Paula não sabia, porque não se olhava no espelho, mas antes que percebesse, seu cabelo tinha crescido a ponto de começar a incomodar. Então, há alguns dias, ela o cortou até o topo do peito com tesoura.
Na verdade, cabelo longo era um peso. O cabelo sem cuidados ficava armado, e a parte de trás do cabelo não tinha utilidade mesmo sendo longo. Além disso, atrapalhava quando ela estava trabalhando, então ela tinha que prender. Mesmo assim, não o cortar curto era seu último pedaço de orgulho. Se até o cabelo fosse curto, não haveria mais nada feminino no seu corpo.
“Seu cabelo é cacheado? Eu tenho cabelo liso e cacheado.”
“Eu também… um pouco.”
“Hmm…”
Ele resmungou brevemente, pensou um momento e estendeu a mão novamente. Por um instante, o corpo dela se tensionou, pensando que os dedos dele iriam apontar para o rosto dela outra vez.
Mas, dessa vez, ele não foi para o rosto dela. Era o cabelo dela que a mão estendida tocou com cuidado, como se estivesse procurando algo, mexendo no ar.
Ele pegou a ponta do cabelo dela e tocou.
“Realmente. As pontas são enroladas.”
“…”
Tocando a ponta do cabelo encaracolado com o polegar, ele sorriu suavemente. Paula observou a mão dele brincando com o topo da sua cabeça.
“E?”
“E… e… o que você tem mais curiosidade de saber?”
“Tudo. Me conte em detalhes.”
Dava-lhe qualquer pedaço para imaginar, ele estava pedindo por isso.
Paula murmurou, mas não conseguiu dizer as palavras com facilidade. Nunca usou a boca para descrever como era. Não gostava disso, e não achava que valesse a pena.
“Você é magra?”
‘Sim, sou tão magra que chego a ser feia.’

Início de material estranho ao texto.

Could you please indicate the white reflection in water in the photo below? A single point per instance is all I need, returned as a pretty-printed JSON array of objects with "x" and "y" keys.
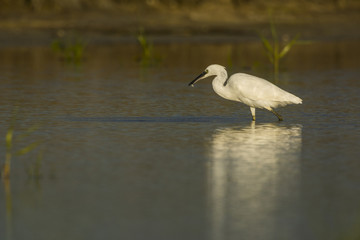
[{"x": 253, "y": 175}]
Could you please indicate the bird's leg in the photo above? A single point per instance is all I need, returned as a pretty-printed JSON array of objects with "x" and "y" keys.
[
  {"x": 276, "y": 114},
  {"x": 252, "y": 112}
]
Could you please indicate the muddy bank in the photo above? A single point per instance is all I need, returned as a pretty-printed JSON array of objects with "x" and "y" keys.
[{"x": 224, "y": 19}]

Ela havia engordado um pouco agora, mas sempre foi considerada magra demais até chegar ali, e cresceu ouvindo que parecia um cadáver quando se movia.
“Sou normal.”
“Seus olhos são grandes?”
“São grandes. Quando eu era pequena, sempre ouvi que eu só podia ser vista pelos meus olhos.”
“E o seu nariz?”
“Isso…”
Enquanto tentava responder às perguntas rápidas dele, só mentiras saíam de sua boca. A não ser pelo comprimento do cabelo e pelo tamanho dos olhos, nada do que ela dizia estava certo. E essas mentiras se juntavam para formar uma pessoa. Curiosamente, era Alicia quem completava a descrição dela.